Kritik publik baik yang disampaikan oleh masyarakat, media, maupun kalangan akademisi merupakan instrumen penting untuk memastikan bahwa proses peradilan berjalan secara transparan dan dapat dipertanggungjawabkan.

Sejumlah peristiwa di Indonesia menunjukkan bagaimana ekspresi kritik dapat berhadapan dengan konsekuensi hukum. Kasus yang melibatkan Prita Mulyasari, misalnya, menjadi ilustrasi bagaimana keluhan atau kritik terhadap suatu pihak dapat berujung pada proses pidana.

Di sisi lain, polemik yang muncul dalam perkara Kasus Jessica Wongso memperlihatkan bagaimana putusan pengadilan dapat memicu perdebatan publik yang luas dan intens. Dalam konteks contempt of court yang dirumuskan secara longgar, dinamika kritik semacam ini berpotensi dikategorikan sebagai bentuk pelanggaran terhadap “wibawa pengadilan”.

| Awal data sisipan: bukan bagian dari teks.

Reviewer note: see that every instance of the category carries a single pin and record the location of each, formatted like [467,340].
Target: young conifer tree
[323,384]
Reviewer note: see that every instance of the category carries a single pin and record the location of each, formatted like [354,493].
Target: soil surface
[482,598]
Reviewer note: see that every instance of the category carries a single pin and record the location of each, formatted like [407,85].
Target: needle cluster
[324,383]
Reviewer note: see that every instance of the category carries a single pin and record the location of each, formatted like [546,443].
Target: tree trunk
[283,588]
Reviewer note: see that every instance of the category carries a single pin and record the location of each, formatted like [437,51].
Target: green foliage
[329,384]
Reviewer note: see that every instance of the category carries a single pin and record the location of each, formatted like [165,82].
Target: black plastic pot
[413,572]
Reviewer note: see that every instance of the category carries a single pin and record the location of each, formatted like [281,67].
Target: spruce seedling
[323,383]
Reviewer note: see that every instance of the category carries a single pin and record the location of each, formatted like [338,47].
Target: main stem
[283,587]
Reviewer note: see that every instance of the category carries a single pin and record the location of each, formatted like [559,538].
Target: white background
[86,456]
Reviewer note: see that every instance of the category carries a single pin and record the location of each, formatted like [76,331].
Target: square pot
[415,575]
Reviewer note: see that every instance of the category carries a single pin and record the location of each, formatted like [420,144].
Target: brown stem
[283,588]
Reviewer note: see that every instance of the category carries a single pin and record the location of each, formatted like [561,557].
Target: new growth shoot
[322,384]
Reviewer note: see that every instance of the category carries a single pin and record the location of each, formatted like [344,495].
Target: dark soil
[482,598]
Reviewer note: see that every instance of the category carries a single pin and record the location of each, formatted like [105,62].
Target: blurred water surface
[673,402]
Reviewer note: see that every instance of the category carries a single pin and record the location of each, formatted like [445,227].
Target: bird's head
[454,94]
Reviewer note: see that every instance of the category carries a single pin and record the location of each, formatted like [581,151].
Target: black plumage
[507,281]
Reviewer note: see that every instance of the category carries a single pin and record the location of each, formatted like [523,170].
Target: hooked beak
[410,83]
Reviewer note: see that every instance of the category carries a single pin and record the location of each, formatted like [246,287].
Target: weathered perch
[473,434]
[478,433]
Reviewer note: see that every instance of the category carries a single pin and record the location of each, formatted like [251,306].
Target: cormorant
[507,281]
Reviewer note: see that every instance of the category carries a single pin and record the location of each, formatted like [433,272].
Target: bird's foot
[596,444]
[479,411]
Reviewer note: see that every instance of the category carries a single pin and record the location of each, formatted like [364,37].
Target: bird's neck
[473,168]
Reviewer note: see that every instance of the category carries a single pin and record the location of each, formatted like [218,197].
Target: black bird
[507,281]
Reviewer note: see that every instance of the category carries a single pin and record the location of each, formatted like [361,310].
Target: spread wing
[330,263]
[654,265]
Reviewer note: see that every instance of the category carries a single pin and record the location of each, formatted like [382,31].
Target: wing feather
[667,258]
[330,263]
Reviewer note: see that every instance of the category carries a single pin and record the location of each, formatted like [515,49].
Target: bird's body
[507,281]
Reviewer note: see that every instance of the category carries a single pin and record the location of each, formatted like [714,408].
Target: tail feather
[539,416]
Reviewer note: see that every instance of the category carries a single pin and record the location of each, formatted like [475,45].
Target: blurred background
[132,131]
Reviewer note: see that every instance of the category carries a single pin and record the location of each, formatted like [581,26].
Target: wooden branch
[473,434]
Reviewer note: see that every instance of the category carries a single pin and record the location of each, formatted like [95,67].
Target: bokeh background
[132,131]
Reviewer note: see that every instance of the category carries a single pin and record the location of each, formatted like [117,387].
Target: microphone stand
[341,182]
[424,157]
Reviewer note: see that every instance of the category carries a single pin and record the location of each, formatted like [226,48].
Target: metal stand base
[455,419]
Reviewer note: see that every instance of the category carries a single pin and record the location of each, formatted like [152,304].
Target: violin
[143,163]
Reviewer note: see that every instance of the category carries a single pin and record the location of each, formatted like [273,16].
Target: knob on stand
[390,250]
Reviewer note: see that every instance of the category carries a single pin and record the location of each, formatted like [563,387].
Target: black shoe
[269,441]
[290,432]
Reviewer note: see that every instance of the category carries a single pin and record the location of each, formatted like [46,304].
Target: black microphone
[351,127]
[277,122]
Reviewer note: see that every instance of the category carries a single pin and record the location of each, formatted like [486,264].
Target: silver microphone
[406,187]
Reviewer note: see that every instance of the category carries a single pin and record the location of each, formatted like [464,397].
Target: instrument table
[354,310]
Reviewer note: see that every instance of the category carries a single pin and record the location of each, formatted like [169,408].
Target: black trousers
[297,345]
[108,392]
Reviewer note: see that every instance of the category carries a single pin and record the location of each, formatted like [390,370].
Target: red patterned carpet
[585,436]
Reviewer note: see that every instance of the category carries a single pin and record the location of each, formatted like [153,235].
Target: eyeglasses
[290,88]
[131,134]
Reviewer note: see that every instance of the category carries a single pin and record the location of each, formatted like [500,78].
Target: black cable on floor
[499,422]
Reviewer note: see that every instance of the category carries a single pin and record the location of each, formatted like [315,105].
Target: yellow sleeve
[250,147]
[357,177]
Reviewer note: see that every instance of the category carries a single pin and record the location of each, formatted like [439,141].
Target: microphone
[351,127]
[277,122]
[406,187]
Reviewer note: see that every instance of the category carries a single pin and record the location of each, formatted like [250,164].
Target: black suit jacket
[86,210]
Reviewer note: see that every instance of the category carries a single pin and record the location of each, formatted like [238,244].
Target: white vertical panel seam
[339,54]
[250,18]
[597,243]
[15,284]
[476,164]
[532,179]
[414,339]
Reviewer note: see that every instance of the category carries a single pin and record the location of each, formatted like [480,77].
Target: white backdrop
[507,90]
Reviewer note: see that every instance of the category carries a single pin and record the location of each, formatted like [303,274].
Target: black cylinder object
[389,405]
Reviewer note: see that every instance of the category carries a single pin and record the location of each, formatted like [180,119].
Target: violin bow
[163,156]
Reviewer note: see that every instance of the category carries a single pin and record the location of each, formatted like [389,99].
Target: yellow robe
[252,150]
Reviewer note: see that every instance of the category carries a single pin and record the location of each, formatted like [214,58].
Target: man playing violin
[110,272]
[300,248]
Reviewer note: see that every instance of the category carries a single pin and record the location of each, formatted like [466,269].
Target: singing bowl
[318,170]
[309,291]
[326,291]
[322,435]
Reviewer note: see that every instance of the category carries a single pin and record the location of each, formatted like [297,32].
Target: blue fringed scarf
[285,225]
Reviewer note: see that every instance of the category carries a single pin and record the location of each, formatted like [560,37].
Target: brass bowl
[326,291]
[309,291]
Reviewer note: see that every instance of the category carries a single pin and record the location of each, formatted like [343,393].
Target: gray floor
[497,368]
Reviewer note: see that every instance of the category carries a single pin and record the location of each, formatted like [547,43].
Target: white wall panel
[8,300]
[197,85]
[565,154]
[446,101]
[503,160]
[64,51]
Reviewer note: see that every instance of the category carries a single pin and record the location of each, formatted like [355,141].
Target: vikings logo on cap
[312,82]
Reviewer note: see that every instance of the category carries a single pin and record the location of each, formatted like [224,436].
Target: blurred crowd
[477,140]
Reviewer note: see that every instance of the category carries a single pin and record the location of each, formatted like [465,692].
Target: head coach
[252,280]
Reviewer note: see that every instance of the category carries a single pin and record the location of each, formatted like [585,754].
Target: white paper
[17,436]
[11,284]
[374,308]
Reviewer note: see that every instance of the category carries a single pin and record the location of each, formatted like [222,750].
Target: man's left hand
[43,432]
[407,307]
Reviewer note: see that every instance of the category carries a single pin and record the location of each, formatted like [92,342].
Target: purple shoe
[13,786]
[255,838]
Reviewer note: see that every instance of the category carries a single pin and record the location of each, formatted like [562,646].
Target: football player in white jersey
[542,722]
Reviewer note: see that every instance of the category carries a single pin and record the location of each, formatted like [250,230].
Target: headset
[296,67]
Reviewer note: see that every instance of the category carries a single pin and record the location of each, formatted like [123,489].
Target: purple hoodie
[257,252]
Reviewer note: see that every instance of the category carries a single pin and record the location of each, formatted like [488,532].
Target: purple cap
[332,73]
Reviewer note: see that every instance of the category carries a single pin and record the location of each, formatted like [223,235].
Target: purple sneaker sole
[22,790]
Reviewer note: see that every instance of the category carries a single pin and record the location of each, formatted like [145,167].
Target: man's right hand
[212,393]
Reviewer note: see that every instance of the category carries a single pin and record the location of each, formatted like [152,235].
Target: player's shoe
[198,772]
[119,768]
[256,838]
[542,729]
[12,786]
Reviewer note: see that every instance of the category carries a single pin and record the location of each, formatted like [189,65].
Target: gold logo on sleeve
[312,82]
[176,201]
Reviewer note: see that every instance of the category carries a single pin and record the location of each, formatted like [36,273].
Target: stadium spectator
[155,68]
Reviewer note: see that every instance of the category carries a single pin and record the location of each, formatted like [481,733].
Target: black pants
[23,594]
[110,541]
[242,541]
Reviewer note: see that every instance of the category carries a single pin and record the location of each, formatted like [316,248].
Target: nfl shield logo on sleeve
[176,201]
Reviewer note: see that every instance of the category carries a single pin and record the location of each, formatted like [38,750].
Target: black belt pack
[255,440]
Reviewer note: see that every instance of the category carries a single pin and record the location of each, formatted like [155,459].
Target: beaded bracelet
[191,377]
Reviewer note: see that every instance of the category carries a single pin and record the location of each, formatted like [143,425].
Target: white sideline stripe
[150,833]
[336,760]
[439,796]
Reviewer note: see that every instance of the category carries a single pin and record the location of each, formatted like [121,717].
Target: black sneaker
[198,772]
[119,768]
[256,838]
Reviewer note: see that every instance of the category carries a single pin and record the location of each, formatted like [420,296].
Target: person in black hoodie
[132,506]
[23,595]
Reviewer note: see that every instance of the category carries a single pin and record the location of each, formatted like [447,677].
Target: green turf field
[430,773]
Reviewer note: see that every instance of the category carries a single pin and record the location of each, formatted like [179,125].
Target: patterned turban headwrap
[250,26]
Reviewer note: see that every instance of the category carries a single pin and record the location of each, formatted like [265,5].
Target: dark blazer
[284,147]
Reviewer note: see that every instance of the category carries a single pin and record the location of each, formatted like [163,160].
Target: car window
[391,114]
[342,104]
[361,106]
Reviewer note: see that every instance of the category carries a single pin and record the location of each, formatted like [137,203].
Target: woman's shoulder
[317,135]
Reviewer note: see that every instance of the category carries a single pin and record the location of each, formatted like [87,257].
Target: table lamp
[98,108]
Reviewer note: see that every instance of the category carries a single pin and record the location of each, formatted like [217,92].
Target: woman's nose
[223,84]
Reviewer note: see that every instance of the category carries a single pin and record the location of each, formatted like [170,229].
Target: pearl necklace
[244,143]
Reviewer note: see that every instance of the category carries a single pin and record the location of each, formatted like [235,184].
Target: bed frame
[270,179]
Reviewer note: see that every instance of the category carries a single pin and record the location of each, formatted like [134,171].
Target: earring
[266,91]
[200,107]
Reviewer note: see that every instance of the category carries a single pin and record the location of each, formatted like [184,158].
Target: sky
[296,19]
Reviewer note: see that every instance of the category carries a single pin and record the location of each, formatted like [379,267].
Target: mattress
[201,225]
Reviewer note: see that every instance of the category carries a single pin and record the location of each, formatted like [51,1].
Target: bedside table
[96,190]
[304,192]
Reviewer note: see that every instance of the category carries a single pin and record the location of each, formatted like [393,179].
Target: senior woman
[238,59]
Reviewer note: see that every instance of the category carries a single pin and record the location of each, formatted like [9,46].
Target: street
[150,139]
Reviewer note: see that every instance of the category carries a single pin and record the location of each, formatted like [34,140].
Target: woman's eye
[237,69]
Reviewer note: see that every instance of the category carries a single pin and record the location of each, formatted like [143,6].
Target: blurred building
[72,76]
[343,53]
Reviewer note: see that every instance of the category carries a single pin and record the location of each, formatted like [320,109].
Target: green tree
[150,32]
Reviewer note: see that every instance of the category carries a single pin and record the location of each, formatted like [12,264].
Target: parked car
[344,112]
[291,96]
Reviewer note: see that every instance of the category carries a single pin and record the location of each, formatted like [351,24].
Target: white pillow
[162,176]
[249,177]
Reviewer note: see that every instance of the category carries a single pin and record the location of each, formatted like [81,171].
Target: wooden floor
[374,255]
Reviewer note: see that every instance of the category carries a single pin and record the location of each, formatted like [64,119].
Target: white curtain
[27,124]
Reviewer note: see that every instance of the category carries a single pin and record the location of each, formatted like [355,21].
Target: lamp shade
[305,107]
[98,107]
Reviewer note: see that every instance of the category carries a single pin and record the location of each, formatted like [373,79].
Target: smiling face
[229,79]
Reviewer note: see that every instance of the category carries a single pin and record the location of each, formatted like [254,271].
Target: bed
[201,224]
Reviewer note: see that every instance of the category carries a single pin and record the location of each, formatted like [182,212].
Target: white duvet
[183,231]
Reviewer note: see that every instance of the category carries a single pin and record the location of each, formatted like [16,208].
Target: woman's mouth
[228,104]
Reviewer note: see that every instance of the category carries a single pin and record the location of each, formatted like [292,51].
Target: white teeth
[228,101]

Belajar dari kasus yang telah terjadi, ruang kritik publik tidak seharusnya diposisikan sebagai ancaman terhadap peradilan, melainkan sebagai bagian integral dari proses pencarian keadilan itu sendiri. Kritik yang disampaikan secara masuk akal dan berdasarkan argumen sebenarnya dapat membantu perkembangan hukum dan meningkatkan kualitas putusan pengadilan. Sebaliknya, jika hukum digunakan untuk membatasi atau menekan kritik terhadap pengadilan, maka yang terancam bukan hanya kebebasan berbicara, tetapi juga kualitas dan kepercayaan masyarakat terhadap keadilan itu sendiri.

Dalam perspektif yang lebih substantif, kewibawaan lembaga peradilan tidak dibangun melalui ancaman sanksi pidana, melainkan melalui integritas aparat penegak hukum, transparansi proses peradilan, serta konsistensi dalam menghasilkan putusan yang adil dan dapat dipertanggungjawabkan.

Oleh karena itu, apabila konsep contempt of court tidak dirumuskan dengan batasan yang jelas, terukur, dan ketat, maka potensi risikonya dapat melampaui manfaat yang diharapkan. Alih-alih menjadi instrumen untuk menjaga martabat peradilan, aturan tersebut justru berisiko berfungsi sebagai alat pembatas bahkan pembungkam kritik publik.

Maka dari itu Penulis memberikan pandangan dan perspektif baru yang perlu dikaji oleh pemerintah maupun seluruh lapisan masyarakat sebagai bentuk solusi terhadap dinamika permasalahan contempt of court di Indonesia, yaitu dengan membentuk regulasi khusus mengenai contempt of court yang memuat definisi operasional yang jelas, klasifikasi perbuatan serta batasan yang tegas antara kritik yang sah dan penghinaan terhadap pengadilan guna meminimalisir terjadinya multitafsir serta membentuk kepastian hukum.

Proses legislasi juga perlu melibatkan berbagai pemangku kepentingan agar regulasi yang dihasilkan tidak hanya melindungi institusi, tetapi juga menjaga keseimbangan dengan prinsip demokrasi. Dengan pendekatan ini, contempt of court dapat difungsikan secara tepat sebagai instrumen menjaga integritas peradilan, tanpa mengorbankan ruang kritik publik dalam sistem hukum yang demokratis.